Hawk’s Landing is another Marriott course, more specifically it is associated with the Orlando World Center Marriott Resort. It was a bit odd when I realized that that both of the courses in Florida that I played on this trip were associated with a Marriott hotel, but I didn’t think anything about it when booking the times. The course and hotel are located just off of I-4 in Orlando which make them easy to get to and we actually passed by the course on our way back from Grande Pines the day before. From the get go, the course had an uppity feel to it when I pulled into the parking lot. The course isn’t too far from the hotel, and because it is an upscale hotel, there was gated parking where I thought I should park. I didn’t know if the lot for the course parking was in a different place, but as it turns out, I was looking at the correct, gated lot. I didn’t want anyone to valet park my car as I’d rather keep my $10 or $20 and ended up getting the proshop to have someone open the gate before and after the round. It caused a bit of confusion with that experience.

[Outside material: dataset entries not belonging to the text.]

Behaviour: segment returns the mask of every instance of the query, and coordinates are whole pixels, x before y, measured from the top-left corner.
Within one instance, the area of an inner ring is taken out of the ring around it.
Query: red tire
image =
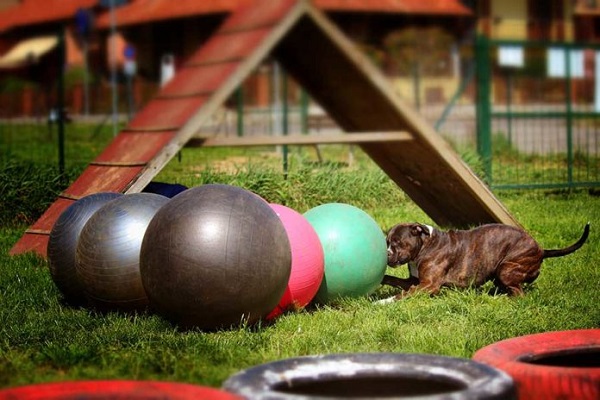
[[[512,376],[519,399],[600,399],[600,329],[507,339],[473,359]]]
[[[0,390],[0,399],[214,399],[239,400],[219,389],[174,382],[153,381],[79,381],[54,382]]]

I played Griffin Gate in Kentucky last year which is another course that is owned by the Marriott and liked it. That course was a little cramped for space and Hawk’s Landing turned out to be even more so. I will touch on that more later on in the review. We played Black tees which play 6602/72.6/131 but the course plays a bit tougher because it is a par 71. I like the par 71’s with five par 3’s and four 5’s which is how Hawk’s Landing is setup. The course definitely has a “tourist” feel to it with the palm trees and the domestic landscaping throughout the course. I wouldn’t have minded playing the course when all the flowers are blooming as I think it would look really nice. Even without a bunch of color the course was very easy on the eye. The course mixed it up with the features and there seemed to be quite a bit of everything. There were short and long holes, open and narrow holes, some mounding, and plenty of water hazards in play. Considering the small size of the land where the course is located I found it surprising that many of the greens were good sized.
The course is in a very busy section of Orlando and not a course that I would recommend if someone is looking for peace and quiet. The front nine runs away from the hotel towards I-4 and then works its way back to the hotel before the back nine has a few holes that play through some vacation condos. There is a lot of road noise from I-4 and the 8th hole gets too close to the interstate for my liking. It is close enough that I could see some cars crashing through the fence if an accident happened on that stretch of road. Then the 9th hole and 18th holes run parallel to the exit road off I-4 where the speed limit is probably 45 or 55 mph. If that isn’t enough, there was noise from low flying helicopters (which I assume were tour helicopters). These things allowed for many distractions. Because there is a small amount of land for the course, the holes are squished together which made for some discussion with my friend. On a couple holes we parked the cart and walked back 40 or 50 yards to get to our tee box. After playing the 11th hole we drove the cart backwards on the cart path maybe 20 yards headed into play from the group behind before the cart path took us to the 12th tee. This made it seem like the designer just threw up his hands given the size of the area for the course.
The course actually starts out with tough holes and before getting a little easier. The 1st is a 426 yard par 4 where the tee shot is played to the corner of the dogleg (except for the big hitters who can carry the bunkers) and I had a long iron into the green. The 2nd is a 182 yard par 3 which was another long iron before the 3rd plays as a 387 yard par 4. The distance isn’t the big concern on the 3rd, but the hole puts an emphasis on accuracy. The tee shot has water right so I missed left and my only option was to pitch the ball back to the fairway from some trouble. Then the 2nd shot (or my 3rd shot!) is played into a green with a big ridge in the center and there is more water right. The 4th is a 535 yard par 5 that moves right around some condos and it seemed that they could easily come into play with a slice. The fairway is split into sections and there is water in play on every shot. I quickly found myself with few bogies to begin the round. The course allows for some birdie holes once getting to the 5th before there are some fun holes on the back nine. The 11th is a 390 yard par 4 with some water that comes into play on the 2nd shot, but it offered a place to miss left of the green. I hit it left of the green and had a tough chip. I did good just to get it to about 10 feet. The 12th is a par 4 with a big forced carry and has a waste bunker down the left side which could catch balls before they go into the water. The next hole of note is the 15th which is a 142 yard par 3 with water left of the green. I like a short par 3 and found myself wanting to fire at a sucker pin on the left side of the green. The 18th is a long par 5 which needs a 3rd shot judged perfectly on the distance to get it on the shallow green.
We paid $66 for a mid-morning time and I expected that the course would be in a little better shape given that it is peak season. The greens were patchy in some spots, sanded in others, and I could see some longer blades of grass too. They looked crusty with the some higher parts burned, almost like something that would be found in the summer. However, they rolled fine and were speedy, but they just didn’t look right. Overall the tees were decent but a couple tees didn’t have much grass on them. The fairways were fine, but seemed a little thin in spots. I am not sure if that is because of the winter grass that the course uses, but I noticed that Grande Pines too. I wouldn’t let the conditions keep me away, but the routing of the holes would most likely keep me from coming back if I lived in the area as there are better choices nearby.